Wednesday, September 2, 2009

Help close the circle of caring


Anita McCann is the chairwoman of the Croy Canyon Ranch Campaign, an effort to build a senior care facility near Hailey.

By ANITA McCANN

"The strength and durability of a society can be judged by how it treats its elderly." —John F. Kennedy

It's up to us. The time has arrived to address the last remaining infrastructure need in the Wood River Valley: long-term care for our seniors. Thanks to the remarkable generosity of our community, we have built the facilities needed for children, families, health care, education, recreation and the arts. What I like to call our "circle of caring" is almost complete. Now we have the opportunity to come together once again as a community to provide for seniors by creating Croy Canyon Ranch.

During the past few years it has become increasingly obvious that the Wood River Valley's need for continuing and long-term care facilities is not being met. Long-term care should be provided in a continuum of settings, depending on an individual's needs and preferences, and geared to maintaining or improving independence as long as possible.

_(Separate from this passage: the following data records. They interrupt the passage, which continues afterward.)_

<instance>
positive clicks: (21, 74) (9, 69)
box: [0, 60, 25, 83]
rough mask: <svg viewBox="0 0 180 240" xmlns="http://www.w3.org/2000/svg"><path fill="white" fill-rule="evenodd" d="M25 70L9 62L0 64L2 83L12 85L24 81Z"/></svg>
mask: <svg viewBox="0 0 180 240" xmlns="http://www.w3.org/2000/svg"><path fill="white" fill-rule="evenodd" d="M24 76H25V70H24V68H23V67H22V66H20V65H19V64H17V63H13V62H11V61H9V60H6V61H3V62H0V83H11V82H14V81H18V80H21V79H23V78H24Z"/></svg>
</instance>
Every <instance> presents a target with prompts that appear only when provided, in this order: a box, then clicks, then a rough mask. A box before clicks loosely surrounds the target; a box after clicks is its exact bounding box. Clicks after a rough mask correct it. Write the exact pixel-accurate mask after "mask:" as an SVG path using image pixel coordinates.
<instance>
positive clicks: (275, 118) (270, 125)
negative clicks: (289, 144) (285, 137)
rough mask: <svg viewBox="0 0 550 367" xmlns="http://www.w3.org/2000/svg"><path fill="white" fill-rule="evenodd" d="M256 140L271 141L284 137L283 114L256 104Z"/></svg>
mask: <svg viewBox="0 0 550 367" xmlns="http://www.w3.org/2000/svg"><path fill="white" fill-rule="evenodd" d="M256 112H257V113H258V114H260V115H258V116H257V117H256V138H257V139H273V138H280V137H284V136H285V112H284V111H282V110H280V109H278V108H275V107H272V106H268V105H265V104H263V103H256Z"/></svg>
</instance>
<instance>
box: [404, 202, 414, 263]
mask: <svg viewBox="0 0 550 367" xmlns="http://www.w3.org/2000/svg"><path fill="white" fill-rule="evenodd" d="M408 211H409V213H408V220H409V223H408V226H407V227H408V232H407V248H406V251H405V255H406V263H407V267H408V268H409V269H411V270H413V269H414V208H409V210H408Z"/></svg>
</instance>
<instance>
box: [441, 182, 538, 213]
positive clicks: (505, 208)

Neither Blaine Manor nor any other facility in the county offers all three levels of continuing care, which are the norm in most communities. The three levels of care include: independent living—active living with privacy and convenience; assisted living—full activity, but with additional help for bathing, dressing and medications as needed; and skilled nursing—full-time care in a comfortable and home-like setting. In addition, having all three levels of care will provide the income necessary to operate a small retirement community in the black.

The fact that Blaine Manor offers only skilled nursing services—and those in a dated, institutional setting—means that increasing numbers of area residents are being forced to leave the community to obtain long-term care services. Frequently, couples needing differing levels of care are forced to live apart because there is no senior living community offering all three levels of care in the valley where they can stay together. Moreover, area families cannot bring their parents and grandparents who require long-term care to the Wood River Valley to live close to their loved ones.

Croy Canyon Ranch Foundation was established to develop a plan to meet this need. It partnered with one of the top developers and managers of senior living communities in the nation, Greystone Communities, and purchased a stunning 20-acre site a mile west of Hailey in Croy Canyon. In May 2007, the residents of Blaine County voted overwhelmingly to give the proceeds of the sale of Blaine Manor to the foundation to help fund the project. In April, the Blaine County Planning and Zoning Commission granted a conditional-use permit for Croy Canyon Ranch. All that remains is to raise the philanthropy required to help fund the project.

The cost of creating this new and necessary facility is $30.8 million. Croy Canyon Ranch Foundation cannot finance the entire cost and requires at least $13 million in philanthropy. Most of the construction cost will be funded through a loan, which will be repaid by the sale of the independent living apartments, and proceeds from the sale of Blaine Manor.

Thus far, $3.3 million in donations has been pledged.

I am honored to help lead the Croy Canyon Ranch Campaign with our honorary campaign chairman, Bud Purdy, and a committee of distinguished volunteers.

We ask all of you to please help provide for this wonderful facility, which will provide a warm, homey environment with love and compassion for our elders who have given so much to all of us throughout the years. The circle of care in the Wood River Valley will truly be complete when Croy Canyon Ranch opens for our seniors.